Official Newspaper of Eddy County since 1883
If you read the above column from Teri Finneman, you're probably wondering why I published it in this newspaper. The answer is simple: while the Foster County Independent is the proving ground for saving local news, the New Rockford Transcript needs a reinvention just as much as the Independent does.
Change is not the enemy, complacency is. Something needs to change, and this newspaper’s publisher and staff will not be complacent.
As the publisher, I am fully invested in keeping this newspaper sustainable for decades to come, and I know that changes needs to happen now. Finneman knows firsthand what happens when a community loses its newspaper. In addition to her roles as professor and researcher, she is also a publisher. She is at the helm of a nationally recognized student-run news source called “The Eudora Times,” which she opened in 2019 after the community of Eudora, Kansas, had been without a newspaper for 10 years.

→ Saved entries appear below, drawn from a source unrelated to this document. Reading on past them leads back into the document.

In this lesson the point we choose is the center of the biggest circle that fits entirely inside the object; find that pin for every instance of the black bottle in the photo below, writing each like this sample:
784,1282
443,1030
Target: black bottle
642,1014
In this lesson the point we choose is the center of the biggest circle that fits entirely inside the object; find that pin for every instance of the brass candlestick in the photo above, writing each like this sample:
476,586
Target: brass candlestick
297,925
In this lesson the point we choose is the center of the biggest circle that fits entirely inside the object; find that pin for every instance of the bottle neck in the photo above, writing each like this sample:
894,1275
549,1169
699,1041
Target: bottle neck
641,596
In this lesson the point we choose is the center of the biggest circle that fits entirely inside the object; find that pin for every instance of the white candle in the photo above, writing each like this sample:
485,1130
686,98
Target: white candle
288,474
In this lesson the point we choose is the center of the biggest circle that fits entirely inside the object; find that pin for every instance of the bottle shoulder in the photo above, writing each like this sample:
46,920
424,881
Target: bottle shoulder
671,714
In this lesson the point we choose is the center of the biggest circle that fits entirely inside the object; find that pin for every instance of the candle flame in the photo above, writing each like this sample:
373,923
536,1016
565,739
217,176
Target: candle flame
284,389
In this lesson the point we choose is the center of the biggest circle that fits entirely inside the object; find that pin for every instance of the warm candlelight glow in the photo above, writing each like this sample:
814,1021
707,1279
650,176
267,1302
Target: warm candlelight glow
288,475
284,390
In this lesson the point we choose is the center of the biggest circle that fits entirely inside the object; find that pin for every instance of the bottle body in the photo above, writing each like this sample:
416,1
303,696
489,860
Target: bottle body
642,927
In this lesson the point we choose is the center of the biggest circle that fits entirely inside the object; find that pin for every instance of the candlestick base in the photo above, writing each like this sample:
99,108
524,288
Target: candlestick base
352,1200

Through both research and lived experience, she discovered that community newspapers are one of the only industries in the country operating on a business model that hasn’t changed in 200 years.
The Foster County Independent is the only newspaper in North Dakota participating in this study, so we will write the playbook for sustainability that other community newspapers throughout the country can utilize.
On the other side of this experiment, I fully intend to make the New Rockford Transcript the second newspaper in North Dakota to implement this new business model. I'm the publisher of two community newspapers, each the official and only newspaper operating in their respective counties. It's going to stay that way, and through our work with Finneman I wholeheartedly believe that is possible.
The work begins this week, when Finneman will lead a focus group in Carrington and we'll begin gathering survey responses from Independent readers. Throughout the next six months, I will be writing about our experience in this space as we boldly go where no newspaper in North Dakota has gone before. I can't wait to see you all on the other side.